Image: AP/J. Scott Applewhite
We may earn a commission from links on this page.

The US Supreme Court today weighs the fate of Aereo, a New York startup that has stirred up the media industry by transmitting broadcast television over the internet without a copyright license. Oral arguments are scheduled to begin at 11am US eastern time.

In my preview of the case, I argued it could implicate other firms that stream TV over the internet or store media in the cloud. The word to listen for in today’s arguments is Cablevision, as in the 2008 appeals court decision approving that company’s cloud-based DVR. Prolonged discussion of the case would suggest the justices disagree with the ruling in Cablevision, which would in turn raise questions that go way beyond Aereo.

Think, for instance, about TiVo. The publicly traded company recently started selling products that let people watch recorded television on phones and tablets over the internet. If the justices think Aereo’s service is a copyright violation, then TiVo’s might be, too.

Another bystander could be Slingbox, which is owned by satellite operator EchoStar, a publicly traded spinoff of Dish Network. Slingbox streams TV programming to other devices. It hasn’t faced many legal challenges but could find itself implicated by the justices, which is why EchoStar and Dish submitted a brief (pdf) supporting Aereo.

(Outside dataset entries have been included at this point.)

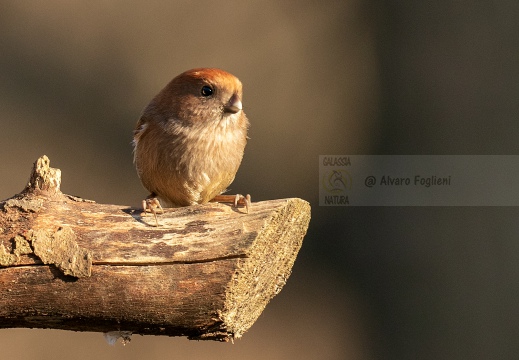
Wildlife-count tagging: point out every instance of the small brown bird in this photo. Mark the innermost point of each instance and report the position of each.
(189, 141)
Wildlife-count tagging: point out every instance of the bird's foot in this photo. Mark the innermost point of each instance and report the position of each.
(152, 205)
(236, 200)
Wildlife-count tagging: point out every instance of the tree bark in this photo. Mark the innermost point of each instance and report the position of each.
(206, 272)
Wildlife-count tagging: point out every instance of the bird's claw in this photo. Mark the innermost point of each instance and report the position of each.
(152, 205)
(239, 199)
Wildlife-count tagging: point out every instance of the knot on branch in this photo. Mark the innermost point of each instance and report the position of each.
(43, 177)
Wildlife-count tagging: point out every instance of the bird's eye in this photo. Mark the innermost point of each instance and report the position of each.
(206, 90)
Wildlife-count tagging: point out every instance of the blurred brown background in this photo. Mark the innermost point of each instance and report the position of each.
(327, 77)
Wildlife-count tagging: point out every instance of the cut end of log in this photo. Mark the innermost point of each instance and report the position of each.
(207, 272)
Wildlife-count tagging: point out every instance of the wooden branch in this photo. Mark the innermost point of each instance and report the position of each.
(207, 271)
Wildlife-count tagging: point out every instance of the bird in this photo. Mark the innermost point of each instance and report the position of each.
(190, 139)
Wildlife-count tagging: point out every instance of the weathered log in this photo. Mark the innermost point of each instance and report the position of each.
(206, 272)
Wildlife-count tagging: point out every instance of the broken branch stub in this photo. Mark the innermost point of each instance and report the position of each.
(207, 272)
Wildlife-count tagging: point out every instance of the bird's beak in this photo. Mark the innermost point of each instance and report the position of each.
(233, 105)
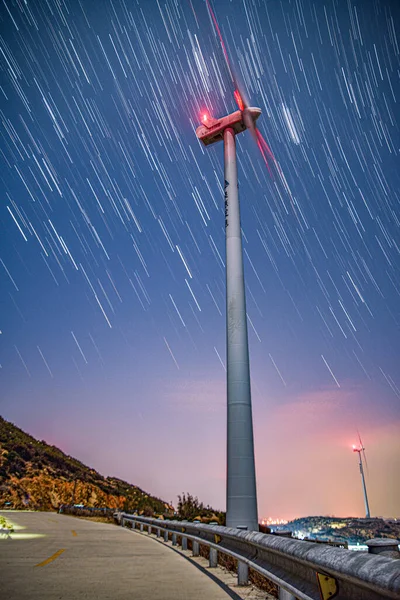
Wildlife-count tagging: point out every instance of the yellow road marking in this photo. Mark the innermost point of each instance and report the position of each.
(51, 558)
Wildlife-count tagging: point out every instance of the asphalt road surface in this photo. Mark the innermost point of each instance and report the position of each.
(58, 557)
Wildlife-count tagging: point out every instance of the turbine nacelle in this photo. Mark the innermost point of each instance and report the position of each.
(212, 130)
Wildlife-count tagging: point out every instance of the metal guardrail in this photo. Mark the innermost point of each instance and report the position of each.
(301, 570)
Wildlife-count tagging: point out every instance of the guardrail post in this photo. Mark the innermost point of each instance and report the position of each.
(243, 574)
(285, 595)
(196, 548)
(213, 560)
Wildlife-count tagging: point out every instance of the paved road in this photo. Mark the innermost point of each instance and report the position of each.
(78, 559)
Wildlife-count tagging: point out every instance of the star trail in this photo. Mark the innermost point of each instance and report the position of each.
(112, 265)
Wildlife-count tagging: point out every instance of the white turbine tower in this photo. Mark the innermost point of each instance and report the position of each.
(360, 449)
(241, 492)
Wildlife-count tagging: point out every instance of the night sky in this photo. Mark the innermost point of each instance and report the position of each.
(112, 249)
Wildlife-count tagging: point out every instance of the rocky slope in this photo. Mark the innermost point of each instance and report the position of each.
(36, 475)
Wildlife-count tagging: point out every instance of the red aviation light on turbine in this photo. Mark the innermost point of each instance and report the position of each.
(239, 100)
(212, 130)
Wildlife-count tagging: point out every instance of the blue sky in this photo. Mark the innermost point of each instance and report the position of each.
(112, 241)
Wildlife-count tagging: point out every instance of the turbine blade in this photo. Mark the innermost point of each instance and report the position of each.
(363, 452)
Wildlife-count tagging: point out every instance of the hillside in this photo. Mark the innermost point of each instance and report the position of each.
(38, 476)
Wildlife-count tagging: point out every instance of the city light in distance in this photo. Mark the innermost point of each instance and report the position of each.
(272, 521)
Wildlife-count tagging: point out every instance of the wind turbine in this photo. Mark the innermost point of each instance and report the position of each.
(361, 450)
(241, 492)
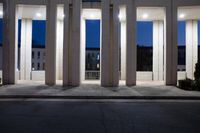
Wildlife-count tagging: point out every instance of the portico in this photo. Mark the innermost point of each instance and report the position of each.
(65, 40)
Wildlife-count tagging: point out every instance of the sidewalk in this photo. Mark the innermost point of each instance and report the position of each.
(87, 91)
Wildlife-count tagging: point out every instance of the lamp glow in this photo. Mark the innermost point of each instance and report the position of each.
(182, 15)
(145, 16)
(38, 15)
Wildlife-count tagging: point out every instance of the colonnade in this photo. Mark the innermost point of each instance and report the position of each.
(164, 42)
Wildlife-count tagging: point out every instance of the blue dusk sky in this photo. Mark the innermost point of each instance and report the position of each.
(144, 33)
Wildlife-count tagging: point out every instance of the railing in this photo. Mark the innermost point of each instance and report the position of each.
(92, 75)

Nascent startup Simple.TV, which counts Pritzer Group among its investors, is perhaps the most at risk of the Supreme Court’s ruling. It operates a cloud-based service very similar to Aereo, except for cable programming in addition to broadcast TV.

In all of these cases, the question is whether the service amounts to a “public performance” of copyrighted television. Watching recorded TV over the internet certainly seems like a private experience, not even really a performance. But US copyright law doesn’t necessarily view it that way. More to the point, the Supreme Court may not view it that way, either.

Lots of technology companies that operate cloud services, from Amazon to Apple, ought to be watching the Aereo case, as well. It’s not clear what distinguishes them from the internet TV services more directly at issue before the court. All of them allow playback of copyrighted media in a way that might constitute a “public performance,” depending on its definition.

To avoid a sweeping judgment with unintended consequences, the justices are likely to look for advice from the US government, which will get to make arguments in addition to Aereo and the broadcast networks that sued it. The government’s brief tries to offer the court a way to find Aereo to be a copyright violation without implicating other cloud services. (Cablevision’s brief makes a similar argument.) That would likely spare companies like Amazon but still spell trouble for TiVo, Slingbox, and the like.

The court’s decision is expected this summer.